Lorsque la législation sur les représentants d’intérêts a été mise en place, les influenceurs ne faisaient pas partie du paysage. Mais face à l’évolution de leur rôle dans l’espace public, certains pourraient s’interroger sur la nécessité d’une adaptation du cadre légal.
Après avoir recruté Christophe Castaner et l’ancien commissaire européen Günther Oettinger, l’enseigne s’offre donc une influenceuse, qui traîne une mauvaise réputation.
Une opération de promotion à un moment très opportun
La proposition de loi d’Anne-Cécile Violland a été adoptée à l’Assemblée nationale en mars 2024. La dissolution étant passée par là, le texte est resté en suspens durant un an, avant d’être examiné par la commission du développement durable du Sénat.
Ainsi que le note la rapporteure du texte, Sylvie Valente Le Hir : « Défendre l’idée que la mode éphémère bénéficie aux classes populaires a autant de sens que défendre la restauration rapide au nom de l’alimentation pour tous ! »
Le texte a été adopté en commission, bien que partiellement vidé de sa substance. Il sera examiné en séance publique les 2, 3 et 10 juin 2025, avant de revenir au Palais Bourbon.

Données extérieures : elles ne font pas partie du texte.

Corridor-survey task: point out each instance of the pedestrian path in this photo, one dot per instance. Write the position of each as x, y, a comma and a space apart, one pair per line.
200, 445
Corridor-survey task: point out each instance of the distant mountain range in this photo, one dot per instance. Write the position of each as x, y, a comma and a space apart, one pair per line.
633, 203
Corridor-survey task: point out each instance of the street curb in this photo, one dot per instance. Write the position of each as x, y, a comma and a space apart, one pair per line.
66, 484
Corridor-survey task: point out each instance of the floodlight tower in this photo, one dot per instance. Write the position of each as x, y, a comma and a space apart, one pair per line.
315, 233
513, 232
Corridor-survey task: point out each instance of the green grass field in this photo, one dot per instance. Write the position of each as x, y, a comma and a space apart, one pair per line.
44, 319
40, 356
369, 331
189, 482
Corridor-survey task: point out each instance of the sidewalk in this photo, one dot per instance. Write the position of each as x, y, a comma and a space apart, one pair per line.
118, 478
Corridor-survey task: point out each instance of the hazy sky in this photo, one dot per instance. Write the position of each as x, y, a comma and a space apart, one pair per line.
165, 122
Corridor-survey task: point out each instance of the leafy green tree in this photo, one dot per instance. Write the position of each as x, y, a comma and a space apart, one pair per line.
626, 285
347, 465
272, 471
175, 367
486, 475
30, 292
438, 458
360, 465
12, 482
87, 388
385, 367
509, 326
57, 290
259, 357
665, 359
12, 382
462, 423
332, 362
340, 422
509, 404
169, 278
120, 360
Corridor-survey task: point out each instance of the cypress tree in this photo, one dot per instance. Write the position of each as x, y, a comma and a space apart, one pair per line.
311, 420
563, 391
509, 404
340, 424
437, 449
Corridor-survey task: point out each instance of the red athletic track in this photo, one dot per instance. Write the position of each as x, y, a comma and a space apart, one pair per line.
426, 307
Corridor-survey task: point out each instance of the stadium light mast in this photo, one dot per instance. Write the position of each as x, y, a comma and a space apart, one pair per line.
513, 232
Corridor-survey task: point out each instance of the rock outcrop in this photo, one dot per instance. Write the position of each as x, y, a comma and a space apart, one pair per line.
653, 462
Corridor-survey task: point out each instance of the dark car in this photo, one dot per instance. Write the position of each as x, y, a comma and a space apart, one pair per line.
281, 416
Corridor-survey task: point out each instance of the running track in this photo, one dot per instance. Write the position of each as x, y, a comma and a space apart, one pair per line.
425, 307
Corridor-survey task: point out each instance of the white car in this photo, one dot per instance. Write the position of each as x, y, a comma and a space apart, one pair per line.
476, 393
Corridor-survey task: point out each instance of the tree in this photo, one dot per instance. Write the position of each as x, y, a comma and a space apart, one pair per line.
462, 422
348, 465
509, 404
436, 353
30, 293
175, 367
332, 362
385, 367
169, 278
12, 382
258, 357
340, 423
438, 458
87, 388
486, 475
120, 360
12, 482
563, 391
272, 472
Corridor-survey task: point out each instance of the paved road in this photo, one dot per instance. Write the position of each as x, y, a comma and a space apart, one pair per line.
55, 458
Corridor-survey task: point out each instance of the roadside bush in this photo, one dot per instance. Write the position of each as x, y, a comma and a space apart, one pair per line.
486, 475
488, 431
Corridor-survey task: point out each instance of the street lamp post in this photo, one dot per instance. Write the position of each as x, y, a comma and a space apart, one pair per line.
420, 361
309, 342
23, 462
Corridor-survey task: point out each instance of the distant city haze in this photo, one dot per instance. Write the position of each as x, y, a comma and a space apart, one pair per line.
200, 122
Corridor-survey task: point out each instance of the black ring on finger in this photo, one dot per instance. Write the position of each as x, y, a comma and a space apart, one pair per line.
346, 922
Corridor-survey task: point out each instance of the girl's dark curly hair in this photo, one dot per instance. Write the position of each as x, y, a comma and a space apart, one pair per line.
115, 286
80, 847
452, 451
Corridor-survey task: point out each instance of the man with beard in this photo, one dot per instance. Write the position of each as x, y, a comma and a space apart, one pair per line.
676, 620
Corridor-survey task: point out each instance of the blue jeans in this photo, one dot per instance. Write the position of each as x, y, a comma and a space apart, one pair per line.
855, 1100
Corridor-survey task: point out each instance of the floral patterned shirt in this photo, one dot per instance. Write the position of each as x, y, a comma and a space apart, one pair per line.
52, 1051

Il reviendra aux élus — dont certains ont participé à son émission — de se prononcer sur ce flou réglementaire.
Stéphane Vojetta a déjà son opinion sur cette opération commerciale et répond avec un trait d’humour « La méthode est intéressante. Du coup, j’imagine qu’on ne tardera pas à voir Tony Montana venir faire du micro-trottoir pour discréditer la loi sur le narcotrafic ».
Enfin, au niveau européen, même si le texte n’est pas adopté, les autorités communautaires ont décidé de sévir contre ces enseignes. Il est donc probable qu’à moyen terme, elles ne puissent vendre quoique ce soit en Europe.